ECLI:NL:RBOVE:2023:4250

Rechtbank Overijssel

Datum uitspraak
24 oktober 2023
Publicatiedatum
27 oktober 2023
Zaaknummer
10456209 \ CV EXPL 23-1494
Instantie
Rechtbank Overijssel
Type
Uitspraak
Rechtsgebied
Civiel recht
Procedures
  • Eerste aanleg - enkelvoudig
Vindplaatsen
  • Rechtspraak.nl
AI samenvatting door LexboostAutomatisch gegenereerd

Vordering tot terugbetaling van schilderwerk door gedaagde na stopzetting van werkzaamheden

In deze civiele zaak heeft de kantonrechter van de Rechtbank Overijssel op 24 oktober 2023 uitspraak gedaan in een geschil tussen eiser en gedaagde over een overeenkomst voor schilderwerk. Eiser had gedaagde ingehuurd voor schilderwerk aan haar woning, maar gedaagde stopte zijn werkzaamheden voordat het werk was voltooid. Eiser had het volledige bedrag van het contract, € 12.698,88, betaald, maar eiste terugbetaling van een deel van dit bedrag, omdat zij ontevreden was over het opgeleverde werk. Gedaagde bood aan om het bedrag in termijnen terug te betalen, maar eiser ging hier niet mee akkoord.

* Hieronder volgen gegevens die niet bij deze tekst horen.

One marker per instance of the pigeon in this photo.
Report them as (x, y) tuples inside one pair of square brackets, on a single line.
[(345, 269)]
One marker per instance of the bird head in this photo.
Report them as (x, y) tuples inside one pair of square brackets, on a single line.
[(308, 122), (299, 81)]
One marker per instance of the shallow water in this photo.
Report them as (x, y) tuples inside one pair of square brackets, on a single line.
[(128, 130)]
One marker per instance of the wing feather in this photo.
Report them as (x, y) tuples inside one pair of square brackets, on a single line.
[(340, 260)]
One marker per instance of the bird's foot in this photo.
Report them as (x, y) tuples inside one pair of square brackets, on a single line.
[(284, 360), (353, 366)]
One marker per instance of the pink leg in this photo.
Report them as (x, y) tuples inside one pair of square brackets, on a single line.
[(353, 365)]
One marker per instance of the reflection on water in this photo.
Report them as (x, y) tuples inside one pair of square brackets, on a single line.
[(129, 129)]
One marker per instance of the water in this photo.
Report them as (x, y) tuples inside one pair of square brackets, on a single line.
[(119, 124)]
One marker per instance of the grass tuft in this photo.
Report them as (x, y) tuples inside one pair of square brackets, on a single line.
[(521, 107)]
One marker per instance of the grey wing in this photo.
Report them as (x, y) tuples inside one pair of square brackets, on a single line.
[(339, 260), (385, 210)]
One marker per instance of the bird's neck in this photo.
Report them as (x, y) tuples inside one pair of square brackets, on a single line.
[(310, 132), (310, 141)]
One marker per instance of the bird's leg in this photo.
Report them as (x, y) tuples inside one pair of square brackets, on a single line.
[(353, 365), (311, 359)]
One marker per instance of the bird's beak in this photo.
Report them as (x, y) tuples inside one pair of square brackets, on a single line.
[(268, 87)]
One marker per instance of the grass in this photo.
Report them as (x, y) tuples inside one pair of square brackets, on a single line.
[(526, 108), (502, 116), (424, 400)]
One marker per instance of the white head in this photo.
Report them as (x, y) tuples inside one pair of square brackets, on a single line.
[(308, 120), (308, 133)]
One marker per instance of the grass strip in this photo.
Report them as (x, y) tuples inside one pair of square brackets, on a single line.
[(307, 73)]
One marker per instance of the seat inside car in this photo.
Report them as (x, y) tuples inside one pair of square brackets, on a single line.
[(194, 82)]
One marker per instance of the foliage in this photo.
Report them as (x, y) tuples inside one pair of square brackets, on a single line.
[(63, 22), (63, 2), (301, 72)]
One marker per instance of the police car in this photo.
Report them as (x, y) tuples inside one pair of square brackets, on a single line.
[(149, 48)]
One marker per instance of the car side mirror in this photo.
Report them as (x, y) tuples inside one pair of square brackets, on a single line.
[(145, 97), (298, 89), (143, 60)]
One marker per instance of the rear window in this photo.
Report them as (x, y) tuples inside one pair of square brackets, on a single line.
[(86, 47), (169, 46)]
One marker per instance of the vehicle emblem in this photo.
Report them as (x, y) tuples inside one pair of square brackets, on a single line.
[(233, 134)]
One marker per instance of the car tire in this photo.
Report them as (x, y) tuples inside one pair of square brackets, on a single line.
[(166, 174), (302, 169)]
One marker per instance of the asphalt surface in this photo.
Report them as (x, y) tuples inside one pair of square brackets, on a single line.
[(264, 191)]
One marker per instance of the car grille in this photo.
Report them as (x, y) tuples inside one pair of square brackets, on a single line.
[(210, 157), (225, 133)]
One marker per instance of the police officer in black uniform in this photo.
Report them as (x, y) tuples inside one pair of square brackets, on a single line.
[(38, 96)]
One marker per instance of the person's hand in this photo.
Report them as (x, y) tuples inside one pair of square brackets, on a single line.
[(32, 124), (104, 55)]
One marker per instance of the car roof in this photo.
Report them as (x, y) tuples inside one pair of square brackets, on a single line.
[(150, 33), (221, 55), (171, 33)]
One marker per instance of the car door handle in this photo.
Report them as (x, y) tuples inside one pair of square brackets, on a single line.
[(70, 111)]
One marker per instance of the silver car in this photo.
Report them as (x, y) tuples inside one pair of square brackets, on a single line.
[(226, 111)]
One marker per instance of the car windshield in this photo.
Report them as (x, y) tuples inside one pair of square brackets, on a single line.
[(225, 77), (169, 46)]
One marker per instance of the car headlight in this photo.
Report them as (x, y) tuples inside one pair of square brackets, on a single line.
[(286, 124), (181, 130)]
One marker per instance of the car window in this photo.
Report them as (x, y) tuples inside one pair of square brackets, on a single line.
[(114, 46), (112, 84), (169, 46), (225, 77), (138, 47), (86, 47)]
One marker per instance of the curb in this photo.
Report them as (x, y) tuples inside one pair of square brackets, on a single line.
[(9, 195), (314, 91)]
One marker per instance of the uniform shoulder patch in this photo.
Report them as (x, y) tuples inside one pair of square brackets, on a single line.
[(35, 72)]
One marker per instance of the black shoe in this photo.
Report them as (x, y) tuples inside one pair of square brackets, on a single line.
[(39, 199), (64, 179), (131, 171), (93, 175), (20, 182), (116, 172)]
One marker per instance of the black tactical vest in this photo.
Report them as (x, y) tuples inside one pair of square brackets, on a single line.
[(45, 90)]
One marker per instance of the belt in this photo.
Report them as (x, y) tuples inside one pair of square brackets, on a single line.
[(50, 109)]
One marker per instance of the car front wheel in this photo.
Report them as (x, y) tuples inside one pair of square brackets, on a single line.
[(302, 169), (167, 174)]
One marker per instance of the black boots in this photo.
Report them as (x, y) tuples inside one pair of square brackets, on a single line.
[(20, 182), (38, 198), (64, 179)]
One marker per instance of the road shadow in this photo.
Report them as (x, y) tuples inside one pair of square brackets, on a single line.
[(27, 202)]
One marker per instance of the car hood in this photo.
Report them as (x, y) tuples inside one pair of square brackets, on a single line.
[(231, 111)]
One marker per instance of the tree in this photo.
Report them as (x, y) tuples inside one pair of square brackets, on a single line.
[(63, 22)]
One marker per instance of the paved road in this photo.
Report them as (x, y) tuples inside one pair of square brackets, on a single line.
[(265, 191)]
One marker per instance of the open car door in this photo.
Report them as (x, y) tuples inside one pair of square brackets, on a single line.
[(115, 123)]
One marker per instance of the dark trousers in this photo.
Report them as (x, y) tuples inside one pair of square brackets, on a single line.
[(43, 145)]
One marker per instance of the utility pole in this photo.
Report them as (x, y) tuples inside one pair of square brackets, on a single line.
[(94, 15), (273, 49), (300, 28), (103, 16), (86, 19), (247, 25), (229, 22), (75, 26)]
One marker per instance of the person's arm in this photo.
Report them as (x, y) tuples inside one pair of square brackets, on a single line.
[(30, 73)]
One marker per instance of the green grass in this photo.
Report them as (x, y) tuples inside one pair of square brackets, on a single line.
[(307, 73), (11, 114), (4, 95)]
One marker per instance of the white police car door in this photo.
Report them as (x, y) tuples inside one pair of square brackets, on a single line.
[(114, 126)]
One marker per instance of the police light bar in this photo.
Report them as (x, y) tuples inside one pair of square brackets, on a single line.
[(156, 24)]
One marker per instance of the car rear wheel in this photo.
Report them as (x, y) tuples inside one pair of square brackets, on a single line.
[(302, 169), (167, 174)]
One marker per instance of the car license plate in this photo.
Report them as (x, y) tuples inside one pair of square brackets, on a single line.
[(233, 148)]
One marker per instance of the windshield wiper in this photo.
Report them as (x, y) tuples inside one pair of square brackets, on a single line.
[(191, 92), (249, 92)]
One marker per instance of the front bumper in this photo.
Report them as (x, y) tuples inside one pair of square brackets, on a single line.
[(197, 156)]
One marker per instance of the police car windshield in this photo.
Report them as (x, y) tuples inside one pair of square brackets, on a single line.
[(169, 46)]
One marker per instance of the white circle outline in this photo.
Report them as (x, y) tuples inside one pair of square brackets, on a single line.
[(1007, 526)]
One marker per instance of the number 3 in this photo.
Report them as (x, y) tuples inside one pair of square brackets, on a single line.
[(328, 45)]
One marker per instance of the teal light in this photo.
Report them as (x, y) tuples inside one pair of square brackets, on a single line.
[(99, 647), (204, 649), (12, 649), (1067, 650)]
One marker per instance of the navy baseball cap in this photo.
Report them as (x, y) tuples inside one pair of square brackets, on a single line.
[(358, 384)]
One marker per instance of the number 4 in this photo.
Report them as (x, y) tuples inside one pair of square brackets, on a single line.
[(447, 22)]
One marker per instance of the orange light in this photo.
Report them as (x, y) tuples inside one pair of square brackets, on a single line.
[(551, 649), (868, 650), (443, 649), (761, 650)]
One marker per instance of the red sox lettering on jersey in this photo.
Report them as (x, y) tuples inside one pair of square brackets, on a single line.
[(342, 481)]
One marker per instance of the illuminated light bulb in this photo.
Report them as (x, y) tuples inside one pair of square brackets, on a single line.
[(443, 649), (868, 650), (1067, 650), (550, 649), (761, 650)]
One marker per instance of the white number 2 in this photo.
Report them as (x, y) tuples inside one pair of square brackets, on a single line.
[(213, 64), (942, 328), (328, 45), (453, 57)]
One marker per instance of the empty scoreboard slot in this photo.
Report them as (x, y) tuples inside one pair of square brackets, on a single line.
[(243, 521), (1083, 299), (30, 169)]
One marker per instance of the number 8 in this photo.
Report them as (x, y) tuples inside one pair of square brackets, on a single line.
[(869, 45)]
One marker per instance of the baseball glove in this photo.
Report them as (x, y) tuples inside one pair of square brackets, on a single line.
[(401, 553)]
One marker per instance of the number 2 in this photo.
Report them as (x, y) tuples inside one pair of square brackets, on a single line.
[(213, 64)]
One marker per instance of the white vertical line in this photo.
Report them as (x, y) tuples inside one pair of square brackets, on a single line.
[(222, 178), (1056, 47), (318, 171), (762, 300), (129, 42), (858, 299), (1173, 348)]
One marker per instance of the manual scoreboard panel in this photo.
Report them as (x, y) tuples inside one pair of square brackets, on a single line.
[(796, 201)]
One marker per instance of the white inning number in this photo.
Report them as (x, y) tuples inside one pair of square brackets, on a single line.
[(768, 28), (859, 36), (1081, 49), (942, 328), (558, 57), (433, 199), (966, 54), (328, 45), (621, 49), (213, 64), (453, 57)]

De kantonrechter oordeelde dat gedaagde € 4.814,94 aan eiser moest terugbetalen, wat overeenkomt met de kosten van het nog niet afgeronde schilderwerk. De rechter stelde vast dat er geen sprake was van overmacht en dat de overeenkomst niet door eiser was ontbonden. De kantonrechter concludeerde dat eiser recht had op terugbetaling op basis van de opzegging van de overeenkomst, omdat er een vertrouwensbreuk was ontstaan tussen partijen. Eiser had ook recht op vergoeding van buitengerechtelijke incassokosten en proceskosten, die door gedaagde moesten worden vergoed.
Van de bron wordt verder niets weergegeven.